I am probably going to take a lot of flak for saying this, but I am only being honest about my experiences. Persons who are profoundly affected by autism, generally those who have little to no communication skills whatsoever, can use violence as a means of expressing displeasure with their environment and this is seen with some regularity by those of us who work regularly with children at this end of the spectrum. These are often sad situations where the child has for some reason not received appropriate early intervention services such as special education, speech therapy, occupational therapy, etc., from a young age. This may because of a refugee situation from a country where there simply were no services, this may be because parents were in denial and refused services, this may be because there wasn't adequate funding for services, this may even be because services were provided but were inadequate. In rare instances, sometimes because of concomitant retardation or other disorders, early intervention just isn't enough. The short answer is that wherever we fail to provide a human being with a means of expressing their basic needs and desires, we open the door to the possibility of that person lashing out in socially inappropriate ways.
It is hard to comment on an instance that we cannot see. Those on the spectrum are not typically aggressive or violent. However environmental and sensory stressors can cause them to become aggressive as can sensory stimulous that is painful and distressing to them.
I have heard of a couple of instances where a child on the spectrum has been scared of being in the presence of a baby simply because babies are unpredictable and can scream and cry suddenly. That would be unbearable for an autistic child who had auditory sensory difficulties. In one instance I heard of a child that would pinch the baby to make it cry so that he could 'control' when it would make that unbearable noise of crying. In that way it was more bearable for him because otherwise it would just suddenly happen and he could not prepare himself for that sensory onslaught. In both cases the mothers found ways of controlling this ie. wearing ear defenders, warning them if a baby was going to be present, allowing a 'way out' for the autistic child so that they aren't forced to stay in that sensory situation.

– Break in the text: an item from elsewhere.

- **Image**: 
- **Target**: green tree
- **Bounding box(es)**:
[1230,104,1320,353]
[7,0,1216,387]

In the above case, I can't say why he did that to your son. There will have been a reason, but it is not clear to us. You say that your son and his friend called this other child by name. It might be that at another time someone called his name and then did something to him or called him a name that upset him and your son calling his name triggered that memory and he reacted to that.

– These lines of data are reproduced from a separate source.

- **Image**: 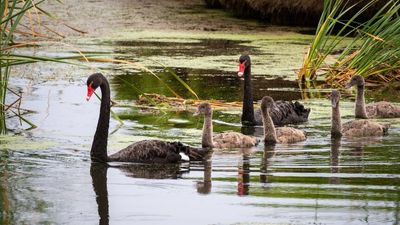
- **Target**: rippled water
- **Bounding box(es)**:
[0,73,400,224]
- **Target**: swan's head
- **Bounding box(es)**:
[86,73,104,101]
[238,55,251,77]
[346,75,365,88]
[261,96,275,114]
[330,90,340,108]
[194,102,212,115]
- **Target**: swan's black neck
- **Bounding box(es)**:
[90,75,110,162]
[331,102,342,138]
[90,162,109,225]
[201,112,214,148]
[242,65,256,126]
[355,85,368,119]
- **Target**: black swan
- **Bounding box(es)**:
[330,90,389,138]
[238,55,310,126]
[195,102,259,148]
[261,96,306,144]
[346,75,400,119]
[86,73,207,163]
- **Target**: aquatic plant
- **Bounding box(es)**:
[298,0,400,83]
[0,0,198,134]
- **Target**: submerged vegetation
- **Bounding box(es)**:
[298,0,400,84]
[0,0,202,134]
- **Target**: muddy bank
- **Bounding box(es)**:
[205,0,386,26]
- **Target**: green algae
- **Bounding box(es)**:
[0,135,56,150]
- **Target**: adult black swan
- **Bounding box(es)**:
[86,73,207,163]
[238,55,310,126]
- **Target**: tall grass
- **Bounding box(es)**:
[298,0,400,85]
[0,0,198,134]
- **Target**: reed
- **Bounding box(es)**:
[298,0,400,83]
[0,0,198,134]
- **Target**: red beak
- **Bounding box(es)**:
[238,61,246,77]
[86,83,94,101]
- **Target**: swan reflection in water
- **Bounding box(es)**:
[237,145,275,196]
[90,160,211,225]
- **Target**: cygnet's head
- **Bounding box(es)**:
[86,73,105,101]
[346,75,365,88]
[330,90,340,108]
[195,102,212,115]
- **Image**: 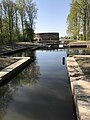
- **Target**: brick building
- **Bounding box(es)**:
[35,32,59,43]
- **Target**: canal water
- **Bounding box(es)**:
[0,50,76,120]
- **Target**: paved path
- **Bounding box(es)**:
[67,55,90,120]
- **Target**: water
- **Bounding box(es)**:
[0,50,75,120]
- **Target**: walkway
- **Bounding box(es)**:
[67,55,90,120]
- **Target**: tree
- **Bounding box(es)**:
[67,0,90,40]
[0,0,37,43]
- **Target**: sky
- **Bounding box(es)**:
[33,0,70,36]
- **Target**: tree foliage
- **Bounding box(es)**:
[0,0,37,44]
[67,0,90,40]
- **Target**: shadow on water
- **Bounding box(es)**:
[0,50,76,120]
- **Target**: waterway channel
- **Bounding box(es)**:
[0,49,76,120]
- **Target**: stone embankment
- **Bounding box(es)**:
[67,55,90,120]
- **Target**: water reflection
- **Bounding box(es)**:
[0,61,40,120]
[0,50,75,120]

But the parents should try to find out what the trigger was. So that they are aware of any potentially dangerous situations, and so that the child can be taught coping strategies.

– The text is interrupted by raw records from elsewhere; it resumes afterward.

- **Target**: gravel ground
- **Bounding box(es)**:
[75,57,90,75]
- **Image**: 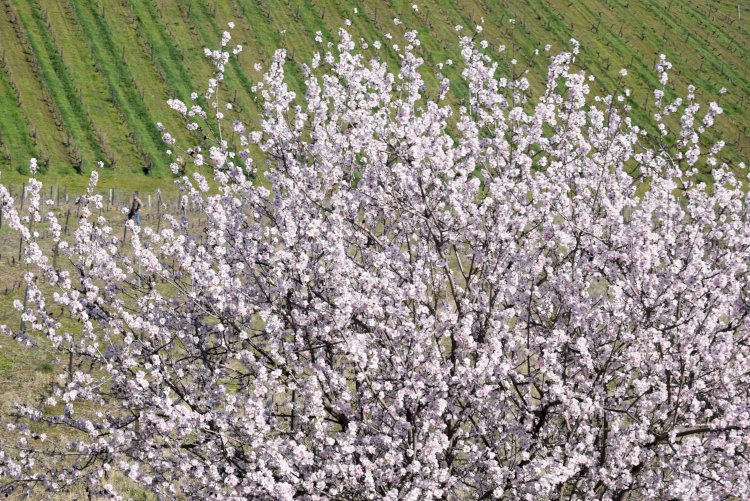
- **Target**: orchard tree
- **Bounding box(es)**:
[0,22,750,500]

When an autistic person is overwhelmed and has a meltdown, it is not the same as us getting upset. We can control it, and reason with ourselves, and calm ourselves down. For them it is a sudden overwhelming feeling of drowning in the emotions they are feeling at that time and they cannot control it or stop it. When having a meltdown an autistic person would not necessarily become aggressive, however if they were approached by someone who spoke to them or touched them they might hit back because in that heightened state even a slight touch can feel like they have been hurt.
In this case, as it has happened before, I think they need to find out what is triggering this behaviour.
No Autism hallmark issues are language & social problems...This is serious and not a typical ASD behavior at all...This child needs to get help...That is sad.
I don't believe autism causes violence. It's feeling overwhelmed, panicked, and having no control, that triggers violent outbursts. Imagine being under a ton of stress all of a sudden.
Because many autistic people are often very sensitive to sound/light/etc, that feeling of being overwhelmed can occur more easily than someone who may not overwhelmed so easily. Also it depends on verbal ability and how well the person can tell they are getting stressed. If the 10 year old is not familiar with how he feels as he's starting to get stressed out, then it's going to come all of a sudden... If he is non-verbal, then likely he can't tell you when he's starting to get stressed.